5 soruda barış ihtiyacı

07.09.2020 - 09:54
Haberi paylaş

Barışa duyulan ihtiyacı, 2013 yılında başlayıp 2015 yılında sonlandırılan Çözüm Sürecinin analizi bağlamında Barış Vakfı yöneticisi Hakan Tahmaz’la konuştuk.

1- Çözüm süreci neden sonlandı; taraflar hazır mı değildi?

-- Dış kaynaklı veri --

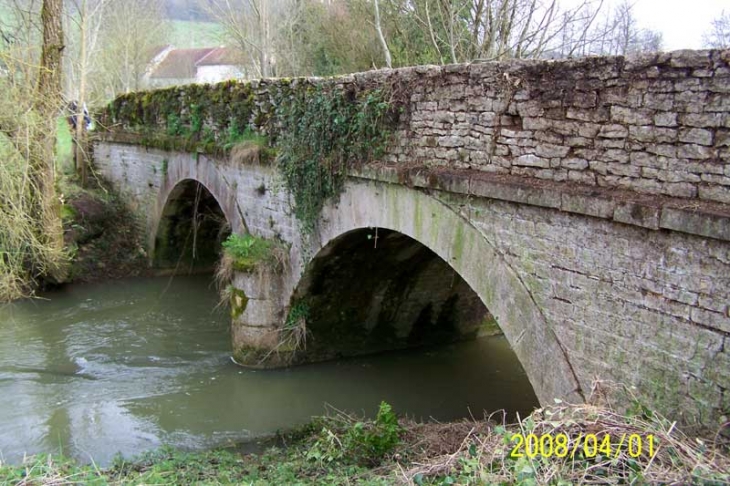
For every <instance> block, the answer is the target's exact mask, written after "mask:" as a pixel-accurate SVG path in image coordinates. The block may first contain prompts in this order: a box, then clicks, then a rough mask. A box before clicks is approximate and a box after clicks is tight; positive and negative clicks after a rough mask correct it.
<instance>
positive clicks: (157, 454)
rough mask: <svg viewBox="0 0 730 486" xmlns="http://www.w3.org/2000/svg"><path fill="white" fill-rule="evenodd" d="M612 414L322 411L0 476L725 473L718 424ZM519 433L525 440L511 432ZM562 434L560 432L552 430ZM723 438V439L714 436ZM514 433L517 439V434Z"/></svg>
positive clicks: (551, 410)
mask: <svg viewBox="0 0 730 486" xmlns="http://www.w3.org/2000/svg"><path fill="white" fill-rule="evenodd" d="M637 410H638V411H639V413H637V414H619V413H617V412H615V411H612V410H611V409H609V408H607V407H603V406H598V405H580V406H568V405H564V404H562V403H556V404H555V406H554V407H550V408H549V409H540V410H536V411H535V412H534V413H533V414H532V415H530V416H529V417H528V418H526V419H524V420H521V421H518V422H517V423H515V424H511V425H505V424H501V423H500V422H499V421H498V420H495V419H496V418H497V417H496V416H492V417H491V418H490V420H471V421H462V422H454V423H445V424H439V423H425V424H424V423H415V422H412V421H409V420H407V419H403V418H396V416H395V414H394V413H393V411H392V410H391V409H390V407H389V406H388V405H387V404H382V405H381V408H380V411H379V413H378V416H377V417H376V419H375V420H358V419H357V418H355V417H352V416H350V415H347V414H345V413H342V412H337V411H333V413H331V414H330V415H329V416H328V417H320V418H316V419H314V420H313V421H312V422H311V423H310V424H308V425H306V426H304V427H302V428H300V429H298V430H296V431H293V432H290V433H287V434H285V435H282V436H281V437H280V446H278V447H271V448H269V449H268V450H266V452H264V453H263V454H260V455H255V454H245V453H241V452H238V451H236V450H234V449H221V450H213V451H207V452H198V453H189V452H182V451H177V450H173V449H169V448H163V449H160V450H158V451H155V452H152V453H149V454H146V455H143V456H141V457H139V458H137V459H134V460H130V461H125V460H122V459H121V458H120V459H118V460H117V461H115V462H114V464H113V465H112V466H111V467H109V468H106V469H99V468H97V467H95V466H94V465H87V466H82V465H78V464H76V463H73V462H71V461H68V460H65V459H63V458H60V457H52V456H38V457H35V458H30V459H28V460H27V461H26V463H25V464H24V465H23V466H0V484H178V485H182V484H260V485H266V484H276V485H280V484H312V485H322V484H331V485H336V484H337V485H339V484H343V485H344V484H366V485H381V484H382V485H385V484H418V485H425V484H428V485H437V484H438V485H449V484H523V485H531V484H657V483H661V484H708V485H709V484H728V482H730V455H729V454H728V448H727V446H728V444H727V443H723V442H722V441H723V435H722V434H717V435H716V436H715V437H714V438H709V439H705V440H703V439H699V438H695V437H689V436H687V435H685V434H683V433H682V432H680V431H679V430H678V428H677V427H676V423H674V422H671V421H669V420H667V419H665V418H663V417H661V416H659V415H657V414H655V413H653V412H651V411H649V410H647V409H645V408H643V407H639V408H638V409H637ZM522 437H524V438H525V439H526V442H523V441H522V440H521V439H520V438H522ZM563 438H565V441H564V440H563ZM725 440H726V439H725ZM520 444H522V445H520Z"/></svg>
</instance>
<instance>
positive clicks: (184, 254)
mask: <svg viewBox="0 0 730 486" xmlns="http://www.w3.org/2000/svg"><path fill="white" fill-rule="evenodd" d="M230 234H231V228H230V223H229V222H228V220H227V219H226V216H225V215H224V213H223V210H222V209H221V206H220V204H219V203H218V201H217V200H216V198H215V197H214V196H213V194H212V193H211V192H210V191H209V190H208V189H207V188H206V187H205V186H204V185H203V184H201V183H200V182H198V181H195V180H192V179H185V180H183V181H181V182H179V183H178V184H177V185H176V186H175V187H174V188H173V190H172V191H171V192H170V195H169V197H168V198H167V201H166V203H165V206H164V209H163V211H162V215H161V217H160V223H159V226H158V229H157V234H156V236H155V246H154V256H153V266H154V267H155V268H159V269H175V270H176V271H177V272H185V271H187V272H188V273H192V272H209V271H213V270H214V268H215V265H216V263H217V262H218V260H219V258H220V254H221V250H222V243H223V241H224V240H225V239H226V238H227V237H228V235H230Z"/></svg>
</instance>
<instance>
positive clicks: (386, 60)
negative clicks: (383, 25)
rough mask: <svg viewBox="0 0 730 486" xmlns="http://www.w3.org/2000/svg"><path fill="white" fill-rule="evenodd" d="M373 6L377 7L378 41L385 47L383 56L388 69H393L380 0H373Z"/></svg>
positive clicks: (392, 62)
mask: <svg viewBox="0 0 730 486" xmlns="http://www.w3.org/2000/svg"><path fill="white" fill-rule="evenodd" d="M373 5H374V6H375V30H377V32H378V39H379V40H380V45H381V46H383V55H384V56H385V65H386V66H387V67H388V68H391V67H393V60H392V58H391V56H390V49H388V43H387V42H386V40H385V35H384V34H383V27H382V25H381V22H380V1H379V0H373Z"/></svg>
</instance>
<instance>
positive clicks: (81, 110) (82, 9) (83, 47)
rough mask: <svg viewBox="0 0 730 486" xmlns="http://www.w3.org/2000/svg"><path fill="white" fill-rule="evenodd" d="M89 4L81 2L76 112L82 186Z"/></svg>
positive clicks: (85, 97)
mask: <svg viewBox="0 0 730 486" xmlns="http://www.w3.org/2000/svg"><path fill="white" fill-rule="evenodd" d="M88 14H89V12H88V5H87V3H86V0H82V2H81V26H80V27H81V28H80V31H81V32H80V34H81V53H80V66H79V99H78V110H77V113H76V133H75V134H74V136H75V137H76V147H75V149H76V154H75V159H76V165H77V167H78V171H79V176H80V178H81V187H86V179H87V175H86V173H87V170H86V169H87V161H86V140H85V138H86V121H85V120H84V107H85V106H86V73H87V71H88V53H87V45H86V43H87V29H88V27H89V25H88V23H89V22H88Z"/></svg>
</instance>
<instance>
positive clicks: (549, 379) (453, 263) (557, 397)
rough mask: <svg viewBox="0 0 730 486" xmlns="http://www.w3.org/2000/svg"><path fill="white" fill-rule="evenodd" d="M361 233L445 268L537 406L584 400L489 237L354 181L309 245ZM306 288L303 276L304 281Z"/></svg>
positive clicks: (435, 200)
mask: <svg viewBox="0 0 730 486" xmlns="http://www.w3.org/2000/svg"><path fill="white" fill-rule="evenodd" d="M360 228H385V229H388V230H392V231H395V232H398V233H401V234H403V235H406V236H408V237H410V238H412V239H413V240H416V241H417V242H419V243H421V244H422V245H424V246H425V247H427V248H428V249H430V250H431V251H433V252H434V253H435V254H436V255H438V256H439V257H440V258H441V259H442V260H444V261H445V262H447V263H448V265H449V266H450V267H452V268H453V269H454V270H455V271H456V272H457V273H458V274H459V275H460V276H461V278H463V279H464V281H466V283H467V284H468V285H469V286H470V287H471V289H472V290H473V291H474V292H475V293H476V294H477V296H478V297H479V299H480V300H481V301H482V303H483V304H484V305H485V306H486V308H487V309H489V311H490V313H491V314H492V315H493V316H494V317H495V318H496V320H497V322H498V324H499V326H500V328H501V329H502V331H503V332H504V334H505V337H506V338H507V340H508V342H509V343H510V345H511V346H512V349H513V350H514V352H515V354H516V355H517V357H518V359H519V360H520V362H521V363H522V366H523V367H524V369H525V372H526V374H527V376H528V379H529V380H530V383H531V384H532V387H533V389H534V391H535V394H536V395H537V397H538V399H539V400H540V403H542V404H543V405H546V404H550V403H552V400H553V399H554V398H561V399H565V400H569V401H573V402H581V401H583V400H584V397H583V395H582V392H581V389H580V385H579V382H578V380H577V378H576V376H575V373H574V371H573V369H572V366H571V364H570V362H569V359H568V356H567V354H566V352H565V350H564V349H563V347H562V346H561V344H560V342H559V340H558V338H557V336H556V335H555V333H554V331H553V330H552V329H551V328H550V326H549V325H548V323H547V321H546V319H545V317H544V316H543V314H542V312H541V311H540V309H539V307H538V305H537V304H536V302H535V301H534V300H533V298H532V296H531V294H530V292H529V290H528V289H527V287H526V286H525V285H524V283H523V282H522V281H521V280H520V279H519V277H518V275H517V273H516V272H515V271H514V270H513V269H512V268H510V266H509V265H508V264H507V263H506V262H505V260H504V258H503V257H502V256H501V255H500V254H499V252H498V251H497V250H496V248H495V247H494V246H493V245H492V244H491V243H490V242H489V237H488V235H485V234H483V233H482V232H481V231H479V230H478V229H477V228H475V227H474V226H473V225H471V224H470V223H469V221H468V220H466V219H465V218H463V217H462V216H460V215H459V214H457V213H456V212H454V211H453V210H452V209H451V208H449V207H448V206H446V205H445V204H443V203H441V202H439V201H438V200H437V199H435V198H433V197H430V196H428V195H426V194H424V193H423V192H420V191H417V190H414V189H410V188H407V187H404V186H400V185H395V184H385V183H379V182H373V181H368V182H365V181H356V180H352V179H351V180H350V181H348V183H347V184H346V190H345V192H344V193H343V194H342V195H341V197H340V198H339V201H338V202H337V203H336V204H332V205H328V206H327V207H325V209H324V210H323V213H322V219H321V224H320V227H319V231H318V234H317V235H316V237H315V240H316V241H314V242H313V244H312V245H311V246H310V248H312V250H313V251H311V254H312V255H316V254H318V253H319V252H320V251H322V250H323V249H324V250H325V251H326V249H327V247H328V244H329V243H330V242H332V241H335V240H336V239H337V238H339V237H341V235H344V234H347V233H349V232H352V231H355V230H357V229H360ZM307 260H310V259H307ZM310 261H311V260H310ZM302 263H304V262H302ZM300 268H304V265H301V266H300ZM306 281H307V275H306V271H303V272H302V278H300V279H299V282H306ZM297 292H301V291H300V290H299V289H298V290H297Z"/></svg>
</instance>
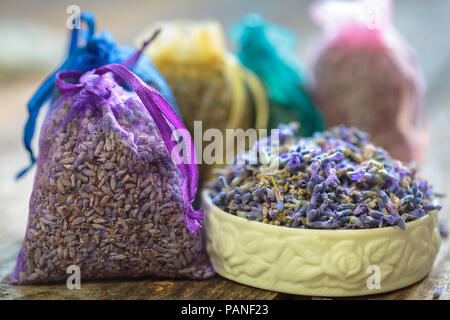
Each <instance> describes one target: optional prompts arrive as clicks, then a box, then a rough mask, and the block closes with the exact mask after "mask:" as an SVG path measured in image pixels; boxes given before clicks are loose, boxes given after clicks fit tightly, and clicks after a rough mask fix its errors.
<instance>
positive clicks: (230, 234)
mask: <svg viewBox="0 0 450 320" xmlns="http://www.w3.org/2000/svg"><path fill="white" fill-rule="evenodd" d="M208 193H209V191H208V190H205V191H204V192H203V194H202V197H203V208H204V209H205V218H204V219H205V221H204V222H205V226H204V229H205V233H206V239H207V241H206V246H207V251H208V254H209V257H210V259H211V262H212V264H213V266H214V268H215V270H216V271H217V273H218V274H220V275H221V276H223V277H225V278H227V279H230V280H233V281H236V282H239V283H242V284H246V285H249V286H252V287H256V288H261V289H266V290H272V291H278V292H284V293H290V294H299V295H312V296H326V297H344V296H360V295H369V294H377V293H382V292H387V291H392V290H396V289H399V288H403V287H406V286H409V285H411V284H413V283H415V282H417V281H419V280H421V279H423V278H424V277H426V276H427V275H428V273H429V272H430V271H431V268H432V266H433V262H434V260H435V258H436V255H437V253H438V251H439V247H440V244H441V239H440V235H439V230H438V220H437V212H433V213H431V214H428V215H426V216H425V217H423V218H421V219H419V220H416V221H413V222H409V223H407V228H406V230H400V229H399V228H398V227H385V228H379V229H365V230H311V229H308V230H306V229H294V228H287V227H280V226H273V225H268V224H263V223H260V222H255V221H249V220H247V219H244V218H240V217H237V216H234V215H231V214H229V213H226V212H224V211H223V210H221V209H219V208H218V207H217V206H215V205H213V204H212V202H211V199H210V197H209V195H208Z"/></svg>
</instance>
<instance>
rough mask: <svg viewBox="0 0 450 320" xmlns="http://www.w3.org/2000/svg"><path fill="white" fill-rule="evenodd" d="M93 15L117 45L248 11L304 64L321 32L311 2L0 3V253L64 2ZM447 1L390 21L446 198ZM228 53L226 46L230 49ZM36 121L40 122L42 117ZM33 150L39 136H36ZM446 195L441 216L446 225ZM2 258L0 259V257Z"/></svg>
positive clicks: (439, 188)
mask: <svg viewBox="0 0 450 320" xmlns="http://www.w3.org/2000/svg"><path fill="white" fill-rule="evenodd" d="M73 4H75V5H78V6H79V7H80V8H81V10H83V11H84V10H89V11H92V12H93V13H94V14H95V15H96V16H97V21H98V26H97V30H98V31H100V30H101V29H103V28H108V29H109V30H110V31H111V32H112V33H113V34H114V36H115V37H116V40H117V41H118V43H121V44H128V45H132V44H133V39H134V37H135V36H136V35H137V34H138V33H139V32H140V31H141V30H142V28H144V27H145V26H147V25H149V24H151V23H152V22H153V21H155V20H161V19H179V18H194V19H200V18H216V19H218V20H219V21H220V22H221V23H223V25H224V27H225V28H228V27H229V26H230V25H231V24H232V23H234V22H236V21H238V20H240V19H241V18H242V17H243V16H244V15H245V14H246V13H248V12H258V13H260V14H262V15H264V16H265V17H266V18H267V19H268V20H271V21H273V22H275V23H277V24H281V25H284V26H286V27H288V28H290V29H291V30H293V31H294V32H295V33H296V34H297V35H298V38H299V45H298V53H299V54H300V56H301V57H302V58H303V62H304V64H305V65H306V66H308V62H309V59H310V57H311V49H312V48H314V45H315V44H316V43H317V41H318V39H319V36H320V32H321V31H320V29H319V28H318V27H317V26H316V25H315V24H314V23H313V22H312V21H311V20H310V18H309V17H308V6H309V4H310V1H300V0H282V1H281V0H280V1H272V0H246V1H242V0H227V1H208V0H190V1H181V0H151V1H149V0H147V1H137V0H128V1H118V0H108V1H106V0H98V1H95V2H94V1H85V0H78V1H77V2H76V3H74V2H73V1H50V0H47V1H23V0H22V1H17V0H15V1H13V0H2V1H1V2H0V99H1V100H0V101H1V103H0V253H1V251H2V248H4V247H6V246H8V245H10V244H11V243H12V242H19V241H21V240H22V237H23V234H24V230H25V225H26V219H27V214H28V200H29V197H30V194H31V189H32V182H33V176H34V173H35V171H34V169H33V170H32V171H31V172H29V173H28V174H27V175H26V176H25V177H24V178H23V179H21V180H18V181H16V180H15V179H14V177H15V175H16V173H17V172H18V171H19V170H20V169H23V168H24V167H25V166H26V165H27V164H28V154H27V153H26V152H25V149H24V148H23V145H22V131H23V126H24V123H25V121H26V117H27V111H26V103H27V101H28V99H29V98H30V96H31V95H32V94H33V93H34V90H35V89H36V88H37V87H38V86H39V85H40V83H41V82H42V81H43V80H44V79H45V77H46V76H47V75H48V74H49V73H50V72H51V71H53V70H54V69H55V68H56V66H57V65H59V63H60V61H61V60H62V59H63V58H64V57H65V53H66V47H67V39H68V35H69V30H68V29H67V27H66V19H67V17H68V14H67V13H66V9H67V7H68V6H69V5H73ZM449 15H450V1H447V0H428V1H423V0H396V1H395V2H394V20H395V24H396V26H397V28H398V30H399V31H400V33H401V34H402V35H403V36H404V37H405V38H406V40H407V41H408V42H409V43H410V44H411V45H412V46H413V47H414V49H415V50H416V52H417V55H418V58H419V61H420V63H421V65H422V67H423V71H424V74H425V78H426V83H427V92H426V113H427V117H428V119H429V125H430V131H431V132H430V135H431V138H430V145H429V148H428V150H427V156H426V162H425V164H424V165H423V166H422V168H421V173H420V175H421V176H424V177H426V178H427V179H428V180H429V181H430V182H431V183H432V184H433V185H434V186H435V189H436V190H438V191H441V192H444V193H446V194H450V186H449V180H448V179H449V178H450V175H449V171H448V170H449V169H448V168H450V148H449V140H450V125H449V123H450V41H449V39H448V33H447V30H450V19H449ZM230 49H232V47H231V46H230ZM44 113H45V112H42V114H41V116H40V121H42V118H43V114H44ZM37 136H38V133H37V134H36V135H35V137H37ZM34 140H35V141H34V146H35V150H36V146H37V138H35V139H34ZM449 205H450V201H449V199H448V198H445V199H444V200H443V207H444V209H443V210H442V214H441V216H442V217H443V218H444V219H443V220H445V221H447V220H448V219H447V215H448V208H449V207H450V206H449ZM0 256H1V254H0Z"/></svg>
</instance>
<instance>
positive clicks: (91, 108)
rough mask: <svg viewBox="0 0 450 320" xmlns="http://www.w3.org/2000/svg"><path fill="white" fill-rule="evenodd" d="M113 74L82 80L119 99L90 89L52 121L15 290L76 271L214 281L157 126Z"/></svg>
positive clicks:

Sadece tarafların hazır olmamasıyla sınırlı bir problem olsaydı, sanırım masanın devrilmesi bu kadar büyük bedel ödenmesine, siyasal, sosyal, kültürel büyük yıkıma ve derin geriye dönüşe yol açmazdı. Ankara’nın, Kandil’in ve tarafların dışındaki siyasi partilerin, sendikaların veya çatışma çözümü çalışan sivil toplum örgütlerinin, Abdullah Öcalan kadar barışa hazır olmadıkları bugün bütün çıplaklığıyla ortada. Araştırmacı Cuma Çiçek, Barış Vakfı için saha araştırmasına dayalı olarak hazırladığı 2013-2015 Çözüm Süreci’nde Sivil Toplum Kurumları raporunda, Türkiye’deki sivil toplum kurumlarının çatışma çözümünden habersiz olduklarını tespit ediyor. Negatif barıştan pozitif barışa geçişte sivil toplumun yedi alanda yürütmesi gereken barış çalışması, diplomasi alanıyla veya birinci derece siyasi aktörler arasında arabuluculuk yapmakla sınırlı bir çalışma değildir. Bizde bunun ötesinde etkili bir çalışma yapılmadı ne yazık ki.  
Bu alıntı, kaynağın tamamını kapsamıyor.